- Bardzo prośmy Mojżesza, żeby się za nami wstawiał, byśmy w sobie odnaleźli takiego ducha, który w nim był. Byśmy odnaleźli ducha wielkiej miłości, odpowiedzialności, przynależności do Ludu Boga zwłaszcza w takich momentach, kiedy z tego ludu wychodzi grzech – nawet straszny grzech. Byśmy się nie poczuli lepsi od Ludu Bożego, i by nam starczyło sił na podnoszeni rąk do Boga. – mówił abp Ryś.
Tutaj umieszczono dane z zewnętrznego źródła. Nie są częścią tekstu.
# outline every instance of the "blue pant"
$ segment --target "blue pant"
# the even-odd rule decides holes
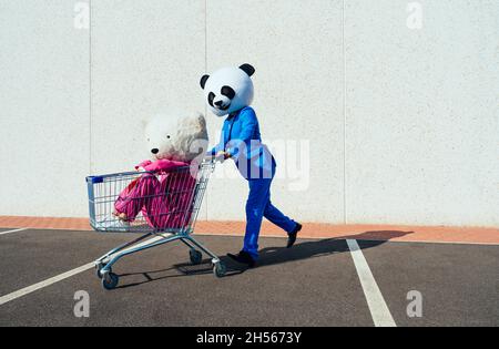
[[[291,233],[296,228],[296,222],[286,217],[271,203],[271,184],[273,178],[248,179],[249,196],[246,202],[246,234],[243,250],[253,259],[258,258],[258,235],[263,217]]]

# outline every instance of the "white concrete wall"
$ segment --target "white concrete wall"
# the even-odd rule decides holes
[[[420,0],[416,30],[406,0],[102,0],[88,30],[80,2],[0,0],[0,215],[85,216],[85,175],[147,156],[142,120],[205,111],[200,76],[248,62],[285,213],[499,226],[498,1]],[[225,164],[202,217],[245,195]]]

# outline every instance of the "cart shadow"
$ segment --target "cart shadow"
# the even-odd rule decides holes
[[[284,246],[279,247],[265,247],[259,252],[259,260],[257,267],[267,267],[278,264],[285,264],[291,261],[318,258],[323,256],[329,256],[342,253],[349,253],[347,239],[365,240],[368,243],[360,244],[361,249],[373,248],[386,244],[390,239],[406,236],[413,234],[414,232],[400,232],[400,230],[379,230],[379,232],[365,232],[354,235],[345,235],[335,238],[326,239],[315,239],[315,240],[298,240],[293,248],[286,248]],[[285,240],[283,239],[283,243]],[[233,261],[231,258],[223,256],[221,257],[222,263],[226,266],[225,277],[232,277],[248,270],[247,267],[243,267],[237,263]],[[171,274],[176,271],[175,274]],[[167,275],[165,275],[167,274]],[[143,280],[138,283],[131,283],[125,285],[120,285],[119,288],[135,287],[153,281],[160,281],[169,278],[176,277],[189,277],[213,274],[213,267],[211,259],[204,259],[198,265],[192,265],[190,263],[182,263],[173,265],[172,267],[159,270],[149,270],[140,273],[129,273],[120,275],[120,278],[126,277],[138,277],[142,276]]]
[[[349,253],[350,249],[346,243],[347,239],[368,242],[360,244],[359,246],[360,249],[367,249],[384,245],[390,239],[403,237],[413,233],[414,232],[400,230],[365,232],[320,240],[298,240],[293,248],[266,247],[259,252],[258,267]]]
[[[224,277],[231,277],[231,276],[235,276],[235,275],[244,273],[244,270],[241,268],[231,267],[230,261],[227,260],[228,259],[227,257],[221,257],[220,259],[226,266],[226,274]],[[172,271],[176,271],[176,274],[171,274]],[[165,274],[167,274],[167,275],[165,275]],[[196,275],[207,275],[207,274],[213,275],[212,259],[204,259],[198,265],[192,265],[190,263],[181,263],[181,264],[175,264],[172,267],[165,268],[165,269],[121,274],[121,275],[119,275],[121,280],[123,280],[123,278],[126,278],[126,277],[139,277],[139,276],[142,276],[144,279],[141,281],[138,281],[138,283],[130,283],[130,284],[116,286],[116,289],[135,287],[135,286],[144,285],[144,284],[153,283],[153,281],[170,279],[170,278],[196,276]]]

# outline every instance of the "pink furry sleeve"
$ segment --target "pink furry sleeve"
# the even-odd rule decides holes
[[[145,171],[170,172],[170,171],[173,171],[173,170],[182,167],[182,166],[189,166],[189,164],[179,162],[179,161],[157,160],[157,161],[150,163],[143,167]]]
[[[150,161],[150,160],[144,160],[143,162],[141,162],[139,165],[135,166],[135,170],[139,170],[139,168],[141,168],[141,167],[145,170],[145,167],[149,166],[149,165],[151,165],[151,164],[152,164],[152,161]]]

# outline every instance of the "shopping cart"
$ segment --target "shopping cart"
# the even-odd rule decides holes
[[[204,252],[212,258],[214,275],[225,275],[221,259],[192,237],[214,168],[215,160],[205,158],[200,165],[180,167],[167,174],[126,172],[86,177],[92,228],[103,233],[143,234],[95,260],[96,275],[105,289],[118,286],[119,276],[112,273],[112,266],[119,259],[174,240],[190,248],[193,265],[202,263],[201,252]],[[134,195],[130,195],[133,192]],[[133,220],[116,216],[118,204],[139,213]]]

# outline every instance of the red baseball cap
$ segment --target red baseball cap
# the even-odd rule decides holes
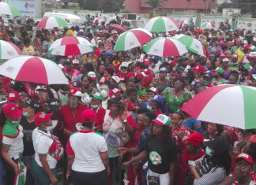
[[[200,147],[204,143],[204,137],[198,132],[194,132],[188,137],[187,141],[195,146]]]
[[[95,120],[96,113],[92,109],[86,109],[82,113],[81,123],[91,123]]]
[[[17,91],[9,91],[7,95],[7,101],[17,101],[19,99],[19,93]]]
[[[197,67],[192,68],[192,69],[194,72],[206,72],[206,69],[201,65],[198,65]]]
[[[254,165],[254,161],[252,160],[251,157],[248,155],[247,154],[240,154],[235,158],[235,163],[236,163],[237,161],[239,159],[244,159],[247,162],[250,162],[252,165]]]
[[[109,97],[111,97],[114,94],[120,94],[122,92],[122,90],[119,90],[117,88],[114,88],[111,91],[110,91],[110,92],[109,92]]]
[[[42,123],[50,120],[53,113],[46,114],[43,112],[39,112],[36,114],[34,123],[36,127],[40,126]]]
[[[149,59],[145,57],[145,58],[143,58],[143,64],[149,65],[150,62],[149,62]]]
[[[22,111],[20,110],[13,103],[7,104],[3,107],[4,114],[12,119],[17,119],[23,116]]]

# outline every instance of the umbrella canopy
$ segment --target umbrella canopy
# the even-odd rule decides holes
[[[189,51],[205,56],[203,46],[197,39],[183,34],[176,35],[172,38],[178,39],[180,43],[184,44]]]
[[[36,28],[51,28],[53,27],[65,27],[68,26],[67,22],[61,17],[50,17],[42,19],[41,21],[39,22]]]
[[[145,25],[145,29],[151,32],[167,32],[179,28],[179,24],[168,17],[156,17],[151,18]]]
[[[182,43],[171,37],[152,39],[143,46],[143,50],[147,54],[160,57],[181,56],[187,52]]]
[[[11,59],[18,55],[22,55],[22,52],[15,44],[0,40],[0,59]]]
[[[42,84],[69,84],[63,72],[50,60],[19,56],[0,66],[0,74],[17,81]]]
[[[203,23],[201,25],[201,28],[204,28],[204,29],[212,29],[214,28],[215,28],[214,24],[209,22]]]
[[[94,52],[94,46],[82,37],[66,36],[55,40],[49,48],[51,54],[69,56]]]
[[[119,25],[119,24],[111,24],[108,25],[108,27],[112,28],[118,32],[125,32],[127,31],[126,28],[123,28],[122,26]]]
[[[190,25],[191,23],[190,20],[183,20],[182,21],[179,22],[179,24],[188,24]]]
[[[256,128],[256,88],[220,85],[208,88],[181,108],[194,119],[242,129]]]
[[[21,13],[14,6],[3,2],[0,2],[0,14],[21,17]]]
[[[152,34],[143,28],[131,29],[120,35],[115,43],[115,51],[128,50],[141,46],[152,39]]]

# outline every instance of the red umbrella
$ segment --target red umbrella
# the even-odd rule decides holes
[[[108,27],[115,29],[118,32],[125,32],[127,31],[126,28],[123,28],[122,26],[119,25],[119,24],[111,24],[108,25]]]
Dziś podczas porannej Mszy świętej transmitowanej z kaplicy metropolity łódzkiego, ksiądz arcybiskup wskazał na postać Mojżesza, który zakorzeniony w historii Narodu Wybranego wstawia się za swój lud przed Bogiem, gdy ten popełnia grzech bałwochwalstwa.
- Lud Boga dopuścił się wielkiego grzechu. Jego grzech jest jawny. To brzmi tak bardzo aktualnie. Ale także aktualnie brzmi ta pokusa, by się poczuć lepszym od Ludu Bożego I poczuć się jeszcze lepszym – w takim sensie, że – od ciebie wszystko się zacznie, na tobie zbuduje, z ciebie wyprowadzi! Mojżesz odrzuca tę pokusę dla dwóch istotnych powodów. Pierwsza to jest postawa zakorzenienia – popatrz na Abrahama, Izaaka i Izraela. Ten Lud ma już 500 lat i ma w sobie historię świętości, posłuszeństwa i przemiany! Ten Lud nie zaczyna się ode mnie! Bardzo biedny jest człowiek, który uważa, że od niego wszystko się zaczyna. Bardzo biedny jest człowiek nie zakorzeniony. Po drugie Mojżesz jest wielkim wystawiennikiem. W każdej sytuacji buntu grzechu Ludu Bożego – natychmiast wstawia się za niego do Boga. – podkreślił arcybiskup.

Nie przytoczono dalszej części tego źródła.